Accurate Data Race Prediction in the Linux Kernel through Sparse Fourier Learning
Testing for data races in the Linux OS kernel is challenging because there is an exponentially large space of system calls and thread interleavings that can potentially lead to concurrent executions with races. In this work, we introduce a new approach for modeling execution trace feasibility and apply it to Linux OS Kernel race prediction. To address the fundamental scalability challenge posed by the exponentially large domain of possible execution traces, we decompose the task of predicting trace feasibility into independent prediction subtasks encoded as learning Boolean indicator functions for specific memory accesses, and apply a sparse fourier learning approach to learning each feasibility subtask.
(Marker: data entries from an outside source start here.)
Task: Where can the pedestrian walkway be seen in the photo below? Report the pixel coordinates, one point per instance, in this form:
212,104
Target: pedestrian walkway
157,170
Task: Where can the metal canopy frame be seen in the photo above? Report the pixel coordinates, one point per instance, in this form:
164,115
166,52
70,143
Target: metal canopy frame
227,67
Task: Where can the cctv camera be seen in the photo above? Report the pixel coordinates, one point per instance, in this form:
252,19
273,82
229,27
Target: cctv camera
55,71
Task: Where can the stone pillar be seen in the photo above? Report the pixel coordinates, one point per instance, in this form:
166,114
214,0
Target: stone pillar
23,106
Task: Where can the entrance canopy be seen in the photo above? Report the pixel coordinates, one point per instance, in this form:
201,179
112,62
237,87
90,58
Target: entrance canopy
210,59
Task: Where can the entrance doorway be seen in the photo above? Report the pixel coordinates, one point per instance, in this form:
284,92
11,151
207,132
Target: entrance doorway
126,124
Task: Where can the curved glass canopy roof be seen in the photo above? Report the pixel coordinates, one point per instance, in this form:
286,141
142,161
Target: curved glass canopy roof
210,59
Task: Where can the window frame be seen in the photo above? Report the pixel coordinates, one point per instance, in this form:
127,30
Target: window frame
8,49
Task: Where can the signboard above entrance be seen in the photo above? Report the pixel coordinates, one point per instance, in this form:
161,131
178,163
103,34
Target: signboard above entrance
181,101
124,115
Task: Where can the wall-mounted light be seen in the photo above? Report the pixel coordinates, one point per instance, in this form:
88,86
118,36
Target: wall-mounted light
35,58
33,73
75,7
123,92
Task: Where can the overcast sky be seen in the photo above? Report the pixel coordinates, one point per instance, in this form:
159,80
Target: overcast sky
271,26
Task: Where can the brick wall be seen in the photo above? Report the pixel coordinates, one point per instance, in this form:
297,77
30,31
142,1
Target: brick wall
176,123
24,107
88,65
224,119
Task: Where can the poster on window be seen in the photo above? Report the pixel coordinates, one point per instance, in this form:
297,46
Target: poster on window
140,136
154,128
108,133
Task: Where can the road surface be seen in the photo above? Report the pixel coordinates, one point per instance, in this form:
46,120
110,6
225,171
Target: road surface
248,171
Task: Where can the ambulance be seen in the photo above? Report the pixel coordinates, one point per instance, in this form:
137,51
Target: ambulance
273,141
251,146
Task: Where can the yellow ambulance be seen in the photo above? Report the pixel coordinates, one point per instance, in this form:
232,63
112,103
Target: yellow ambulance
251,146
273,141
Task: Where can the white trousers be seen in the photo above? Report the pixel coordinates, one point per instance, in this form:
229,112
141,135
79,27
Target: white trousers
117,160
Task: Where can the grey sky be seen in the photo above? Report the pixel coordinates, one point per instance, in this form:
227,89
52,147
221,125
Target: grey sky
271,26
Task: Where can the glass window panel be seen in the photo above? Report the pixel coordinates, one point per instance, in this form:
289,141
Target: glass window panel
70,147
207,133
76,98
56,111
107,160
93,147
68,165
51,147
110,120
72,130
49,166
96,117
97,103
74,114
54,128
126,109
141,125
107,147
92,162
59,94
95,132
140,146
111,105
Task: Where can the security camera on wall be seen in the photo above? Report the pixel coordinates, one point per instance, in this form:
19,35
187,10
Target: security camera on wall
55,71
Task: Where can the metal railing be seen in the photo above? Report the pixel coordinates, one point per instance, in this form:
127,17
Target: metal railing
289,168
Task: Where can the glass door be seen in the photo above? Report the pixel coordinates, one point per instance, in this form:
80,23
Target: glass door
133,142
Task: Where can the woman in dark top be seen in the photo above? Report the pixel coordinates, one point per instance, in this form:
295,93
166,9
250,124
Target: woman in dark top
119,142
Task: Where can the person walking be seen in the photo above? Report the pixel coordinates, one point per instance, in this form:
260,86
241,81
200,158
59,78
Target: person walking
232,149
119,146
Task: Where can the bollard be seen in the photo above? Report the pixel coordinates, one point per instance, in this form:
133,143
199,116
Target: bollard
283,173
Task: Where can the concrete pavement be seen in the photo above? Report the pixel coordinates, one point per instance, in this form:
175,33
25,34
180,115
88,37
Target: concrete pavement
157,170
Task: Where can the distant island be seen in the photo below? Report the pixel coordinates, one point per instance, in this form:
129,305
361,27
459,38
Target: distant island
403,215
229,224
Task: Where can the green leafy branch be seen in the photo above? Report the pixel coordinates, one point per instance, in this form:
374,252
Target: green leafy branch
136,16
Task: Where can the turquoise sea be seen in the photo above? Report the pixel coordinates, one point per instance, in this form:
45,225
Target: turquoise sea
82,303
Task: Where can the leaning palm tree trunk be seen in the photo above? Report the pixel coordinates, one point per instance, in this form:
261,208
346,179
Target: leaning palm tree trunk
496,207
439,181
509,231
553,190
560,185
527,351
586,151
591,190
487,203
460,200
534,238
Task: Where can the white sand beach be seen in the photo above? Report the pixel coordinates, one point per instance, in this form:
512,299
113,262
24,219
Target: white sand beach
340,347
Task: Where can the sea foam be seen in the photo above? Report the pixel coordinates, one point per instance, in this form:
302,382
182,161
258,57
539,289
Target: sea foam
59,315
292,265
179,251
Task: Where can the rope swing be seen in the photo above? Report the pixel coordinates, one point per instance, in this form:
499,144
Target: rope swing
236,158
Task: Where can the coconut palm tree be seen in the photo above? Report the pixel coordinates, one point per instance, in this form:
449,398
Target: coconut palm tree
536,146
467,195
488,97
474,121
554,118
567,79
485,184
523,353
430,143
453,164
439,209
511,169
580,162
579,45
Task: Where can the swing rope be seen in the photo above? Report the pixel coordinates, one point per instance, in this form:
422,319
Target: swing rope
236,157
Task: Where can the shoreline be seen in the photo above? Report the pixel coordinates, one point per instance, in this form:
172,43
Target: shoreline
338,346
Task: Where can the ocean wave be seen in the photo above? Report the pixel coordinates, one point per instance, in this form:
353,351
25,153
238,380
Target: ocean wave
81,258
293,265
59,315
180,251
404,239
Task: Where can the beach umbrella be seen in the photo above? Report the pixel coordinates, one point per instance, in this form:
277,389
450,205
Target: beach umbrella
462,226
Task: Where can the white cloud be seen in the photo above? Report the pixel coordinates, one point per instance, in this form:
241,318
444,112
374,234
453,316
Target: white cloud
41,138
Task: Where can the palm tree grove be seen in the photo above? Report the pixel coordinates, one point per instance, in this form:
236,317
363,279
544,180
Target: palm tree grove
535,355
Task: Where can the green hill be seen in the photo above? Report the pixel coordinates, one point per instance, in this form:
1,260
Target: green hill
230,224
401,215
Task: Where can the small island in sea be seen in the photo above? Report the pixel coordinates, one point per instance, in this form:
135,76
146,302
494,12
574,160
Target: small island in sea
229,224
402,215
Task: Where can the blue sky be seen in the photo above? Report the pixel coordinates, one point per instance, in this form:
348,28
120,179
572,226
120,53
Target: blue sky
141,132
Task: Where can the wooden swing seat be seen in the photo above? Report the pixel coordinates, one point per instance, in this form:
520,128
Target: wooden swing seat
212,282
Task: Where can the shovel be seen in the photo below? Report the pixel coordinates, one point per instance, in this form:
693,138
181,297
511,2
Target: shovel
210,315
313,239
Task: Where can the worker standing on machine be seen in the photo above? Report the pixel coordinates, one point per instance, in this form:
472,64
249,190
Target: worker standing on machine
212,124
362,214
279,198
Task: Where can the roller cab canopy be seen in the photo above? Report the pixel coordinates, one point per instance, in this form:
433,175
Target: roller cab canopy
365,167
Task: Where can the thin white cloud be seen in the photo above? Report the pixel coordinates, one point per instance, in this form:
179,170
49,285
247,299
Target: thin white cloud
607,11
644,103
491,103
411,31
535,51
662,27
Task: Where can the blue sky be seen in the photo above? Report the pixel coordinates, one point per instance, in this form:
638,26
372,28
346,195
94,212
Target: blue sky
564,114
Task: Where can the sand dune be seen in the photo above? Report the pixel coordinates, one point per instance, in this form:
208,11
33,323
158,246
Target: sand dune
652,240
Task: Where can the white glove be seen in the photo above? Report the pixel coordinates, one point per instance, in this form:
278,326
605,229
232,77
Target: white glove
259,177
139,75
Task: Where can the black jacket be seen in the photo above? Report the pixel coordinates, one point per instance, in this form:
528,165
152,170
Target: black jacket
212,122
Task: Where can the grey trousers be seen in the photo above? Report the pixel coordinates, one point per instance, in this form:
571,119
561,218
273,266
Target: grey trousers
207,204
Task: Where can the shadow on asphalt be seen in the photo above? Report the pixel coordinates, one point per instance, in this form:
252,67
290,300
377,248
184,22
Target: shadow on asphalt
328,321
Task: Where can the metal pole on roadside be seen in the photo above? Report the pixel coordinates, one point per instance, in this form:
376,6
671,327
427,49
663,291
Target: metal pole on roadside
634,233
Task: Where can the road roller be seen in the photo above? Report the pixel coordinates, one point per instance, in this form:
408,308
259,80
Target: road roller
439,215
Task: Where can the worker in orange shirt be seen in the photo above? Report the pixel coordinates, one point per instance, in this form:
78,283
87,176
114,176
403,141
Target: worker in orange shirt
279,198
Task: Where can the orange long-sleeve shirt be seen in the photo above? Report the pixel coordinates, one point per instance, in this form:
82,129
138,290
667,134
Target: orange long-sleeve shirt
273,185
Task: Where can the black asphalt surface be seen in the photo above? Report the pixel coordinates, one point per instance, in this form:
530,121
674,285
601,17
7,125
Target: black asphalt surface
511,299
Boolean functions that are sparse in their fourier domain can be efficiently learned by estimating the coefficients of their fourier expansion. Since the feasibility of each memory access depends on only a few other relevant memory accesses or system calls (e.g., relevant inter-thread communications), trace feasibility functions have this sparsity property and can be learned efficiently. We use learned trace feasibility functions in conjunction with conservative alias analysis to implement a kernel race-testing system, HBFourier, that uses sparse fourier learning to efficiently model feasibility when making predictions. We evaluate our approach on a recent Linux development kernel and show it finds 44 more races with 15.7% more accurate race predictions than the next best performing system in our evaluation, in addition to identifying 5 new race bugs confirmed by kernel developers.